Missing in action was Fidelity. It seems that the Schwab rival is no longer welcome. The Boston Behemoth pulled its funds from the OneSource lineup and now offers them only through its own supermarket.

What was it with the dancers at American Century's psychedelic bash on Tuesday? We failed to notice anyone managing to keep pace with the hotly dressed pair of dancers. Perhaps the answer was at the Martini bar ...

Schwab used the conference to roll out many of the new technologies that underpin its advisor services, including its SchwabInstitutional.com Web tools and new SchwabLink software.

The new services were set off in the middle of the hall (on extra thick carpeting to rest sore feet). Scores of blue shirted Techie Schwabies were ready to explain the technology.

More on the lips of advisors, though, was AdvisorSource or more specifically how to get in it. More than one small firm complained that advisors with less than $25 million were not getting referrals. Larger firms were scheming on how to get included in the best locations.

Advisors did let out a round of applause when Schwab CEO David Pottruck offered free attendance to next year's gathering in Denver for those who have schlepped to all nine Impacts. From the look on John Coghlan's face we suspect that he was speaking in jest, but if you have made it to nine Impact's we suggest you ask for the freebie anyway.

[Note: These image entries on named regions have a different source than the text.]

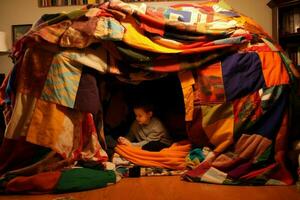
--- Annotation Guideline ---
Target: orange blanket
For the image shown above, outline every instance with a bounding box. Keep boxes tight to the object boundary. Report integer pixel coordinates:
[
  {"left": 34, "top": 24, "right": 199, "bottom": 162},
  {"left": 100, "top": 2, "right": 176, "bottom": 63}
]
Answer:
[{"left": 115, "top": 141, "right": 191, "bottom": 170}]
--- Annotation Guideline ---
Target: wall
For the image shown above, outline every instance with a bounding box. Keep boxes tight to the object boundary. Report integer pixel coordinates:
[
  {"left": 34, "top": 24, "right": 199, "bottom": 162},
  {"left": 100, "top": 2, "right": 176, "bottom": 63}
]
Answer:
[{"left": 0, "top": 0, "right": 272, "bottom": 74}]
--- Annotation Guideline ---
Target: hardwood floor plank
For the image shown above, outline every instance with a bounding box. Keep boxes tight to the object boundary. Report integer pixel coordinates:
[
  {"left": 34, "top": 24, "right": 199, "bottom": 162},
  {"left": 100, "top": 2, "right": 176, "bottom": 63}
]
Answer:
[{"left": 0, "top": 176, "right": 300, "bottom": 200}]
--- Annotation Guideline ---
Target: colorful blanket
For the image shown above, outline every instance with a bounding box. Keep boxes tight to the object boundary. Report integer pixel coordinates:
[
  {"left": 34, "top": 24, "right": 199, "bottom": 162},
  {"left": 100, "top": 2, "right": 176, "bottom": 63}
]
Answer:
[{"left": 0, "top": 0, "right": 300, "bottom": 194}]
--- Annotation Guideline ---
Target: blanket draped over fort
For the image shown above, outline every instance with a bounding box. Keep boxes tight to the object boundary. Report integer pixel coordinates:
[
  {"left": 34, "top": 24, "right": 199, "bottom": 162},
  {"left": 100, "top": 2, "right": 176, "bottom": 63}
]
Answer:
[{"left": 0, "top": 0, "right": 299, "bottom": 192}]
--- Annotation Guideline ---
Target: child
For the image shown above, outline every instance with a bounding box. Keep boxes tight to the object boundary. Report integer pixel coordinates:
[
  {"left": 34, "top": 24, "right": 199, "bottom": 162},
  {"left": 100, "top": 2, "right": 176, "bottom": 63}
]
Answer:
[{"left": 118, "top": 104, "right": 172, "bottom": 151}]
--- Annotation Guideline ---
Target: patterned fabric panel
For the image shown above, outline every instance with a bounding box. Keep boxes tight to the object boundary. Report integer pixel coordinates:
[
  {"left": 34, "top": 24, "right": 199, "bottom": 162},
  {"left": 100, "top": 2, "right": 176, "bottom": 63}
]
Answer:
[
  {"left": 234, "top": 86, "right": 288, "bottom": 140},
  {"left": 194, "top": 62, "right": 225, "bottom": 105},
  {"left": 18, "top": 47, "right": 53, "bottom": 98},
  {"left": 222, "top": 52, "right": 265, "bottom": 101},
  {"left": 41, "top": 51, "right": 82, "bottom": 108},
  {"left": 258, "top": 52, "right": 289, "bottom": 87},
  {"left": 201, "top": 103, "right": 234, "bottom": 152}
]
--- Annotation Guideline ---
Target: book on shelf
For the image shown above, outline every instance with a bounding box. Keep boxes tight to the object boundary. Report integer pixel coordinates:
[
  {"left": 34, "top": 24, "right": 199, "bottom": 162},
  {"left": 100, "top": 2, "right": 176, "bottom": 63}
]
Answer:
[{"left": 38, "top": 0, "right": 101, "bottom": 7}]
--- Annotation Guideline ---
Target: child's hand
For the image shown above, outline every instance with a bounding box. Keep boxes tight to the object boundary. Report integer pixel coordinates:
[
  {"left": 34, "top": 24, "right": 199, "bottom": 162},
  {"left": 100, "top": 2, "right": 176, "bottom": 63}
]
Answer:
[{"left": 118, "top": 137, "right": 131, "bottom": 145}]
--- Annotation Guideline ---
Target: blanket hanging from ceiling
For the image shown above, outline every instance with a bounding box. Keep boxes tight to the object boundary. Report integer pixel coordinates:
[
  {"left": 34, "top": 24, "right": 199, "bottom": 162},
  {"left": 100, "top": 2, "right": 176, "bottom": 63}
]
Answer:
[{"left": 0, "top": 0, "right": 299, "bottom": 194}]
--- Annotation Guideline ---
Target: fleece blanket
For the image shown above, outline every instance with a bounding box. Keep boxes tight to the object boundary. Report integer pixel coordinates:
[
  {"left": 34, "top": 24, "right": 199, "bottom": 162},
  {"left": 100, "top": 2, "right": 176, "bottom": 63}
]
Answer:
[{"left": 0, "top": 0, "right": 300, "bottom": 194}]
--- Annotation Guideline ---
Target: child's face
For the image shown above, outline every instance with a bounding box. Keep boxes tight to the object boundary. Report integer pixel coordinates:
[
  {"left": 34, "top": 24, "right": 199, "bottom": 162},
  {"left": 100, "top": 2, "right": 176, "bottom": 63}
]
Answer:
[{"left": 133, "top": 108, "right": 152, "bottom": 125}]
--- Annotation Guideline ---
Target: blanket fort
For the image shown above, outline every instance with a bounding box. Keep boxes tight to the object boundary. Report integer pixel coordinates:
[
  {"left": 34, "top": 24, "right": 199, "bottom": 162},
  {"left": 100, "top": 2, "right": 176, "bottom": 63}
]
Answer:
[{"left": 0, "top": 0, "right": 299, "bottom": 193}]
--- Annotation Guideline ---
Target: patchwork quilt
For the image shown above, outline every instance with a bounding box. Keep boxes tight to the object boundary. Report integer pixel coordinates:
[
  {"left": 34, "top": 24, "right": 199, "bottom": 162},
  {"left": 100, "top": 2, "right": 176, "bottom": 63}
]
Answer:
[{"left": 0, "top": 0, "right": 300, "bottom": 192}]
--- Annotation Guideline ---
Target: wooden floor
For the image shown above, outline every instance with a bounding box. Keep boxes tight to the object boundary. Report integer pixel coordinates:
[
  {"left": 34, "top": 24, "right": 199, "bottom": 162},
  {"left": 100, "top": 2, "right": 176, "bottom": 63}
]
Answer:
[{"left": 0, "top": 176, "right": 300, "bottom": 200}]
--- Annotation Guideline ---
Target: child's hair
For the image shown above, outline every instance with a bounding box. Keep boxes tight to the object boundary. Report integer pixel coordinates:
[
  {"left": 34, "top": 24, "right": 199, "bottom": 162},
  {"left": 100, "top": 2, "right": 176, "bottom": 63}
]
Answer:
[{"left": 133, "top": 101, "right": 154, "bottom": 112}]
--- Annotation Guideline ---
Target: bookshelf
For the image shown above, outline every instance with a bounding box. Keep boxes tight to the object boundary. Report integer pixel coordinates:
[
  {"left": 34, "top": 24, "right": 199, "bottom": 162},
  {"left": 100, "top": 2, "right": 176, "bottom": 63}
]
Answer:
[
  {"left": 268, "top": 0, "right": 300, "bottom": 69},
  {"left": 38, "top": 0, "right": 105, "bottom": 7}
]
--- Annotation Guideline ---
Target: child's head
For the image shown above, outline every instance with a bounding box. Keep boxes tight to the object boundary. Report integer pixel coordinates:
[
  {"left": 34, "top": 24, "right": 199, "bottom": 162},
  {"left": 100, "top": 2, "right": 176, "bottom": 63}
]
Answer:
[{"left": 133, "top": 104, "right": 153, "bottom": 125}]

Next year will be the tenth and may be the last Impact held in the current format. A Schwab spokesperson confirmed rumors circulating among attendees that Schwab may shake up the format of the event. Not known is what form the changes will come in. Possibilities include multiple conferences held for advisors segemented by size, location, or perhaps something totally different.

The spokesperson confirmed that Schwab honchos are looking at issues in light of the meeting's success -- it has grown too big both to find new locations yearly and to serve the differing needs of such a diverse group of advisors.